Q: Much has been said about China’s support to Sri Lanka’s defeat of terrorism both through military and economic support. Do such contentions reflect a deeply political relationship between the two countries or is it a case of much ado about nothing?
Indeed, the political level, co-operation between the two countries has been extensive over a wide range of regional and international issues. Regular high-level consultations were held and two Presidential State Visits from Sri Lanka were welcomed in China within a short time-span of about a year and a half. Prime Minister Wen Jiabao visited Sri Lanka shortly after the tsunami in 2005. Ministerial delegations reflecting a variety of functions and activities in the relationship have also been a regular feature.

Like India, Sri Lanka has strongly supported the One China policy in respect of Taiwan, which territory is considered an integral part of the Peoples Republic. Sri Lanka has opposed all attempts by Taiwan to gain membership in international organisations composed of sovereign States.

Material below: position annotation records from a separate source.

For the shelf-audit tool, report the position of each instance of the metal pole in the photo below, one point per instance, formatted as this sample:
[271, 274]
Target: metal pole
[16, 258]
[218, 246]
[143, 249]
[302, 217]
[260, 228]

Q: Sri Lanka and China are firmly opposed to what China calls The Three Evils of terrorism, separatism and extremism. There is close   cooperation against them at bilateral level as well as within regional and multilateral frameworks including at United Nations forums. Could you elaborate?
Sri Lanka is a Dialogue Partner in the Shanghai Co-operation Organisation (SCO). Defence cooperation with China, including military training and the supply of arms and other equipment have been of great value in Sri Lanka’s decisive battle against the separatist terrorism. At the United Nations in September 2009, Chinese President Hu Jintao spoke of the need to “embrace a new security thinking of mutual trust, benefit and coordination” including on  “non-traditional threats such as terrorism, proliferation of weapons of mass destruction, transnational organized crime… menacing the world”

Confronted by the ruthless blockage by the LTTE, at MavilAru, of essential water supplies to thousands of civilians, the Government of President Mahinda Rajapaksa had no alternative but to take military action to decisively defeat terrorism.

Following the liberation of areas held hostage by the LTTE, action was taken, on a priority basis, to establish conditions under which thousands of forcibly displaced/kidnapped people used as human shields by the LTTE were re-settled in their original homes, averting the possibility of concealed LTTE cadres reverting to destructive violence.

Areas extensively mined by the LTTE were cleared before people were safely re-settled in such areas. Multi-lateral assistance from the United Nations and bilateral assistance from India, China, the United States, Pakistan and other countries in the post-conflict process were received to help speed the process of safe, secure re-settlement of the thousands of innocent citizens involved.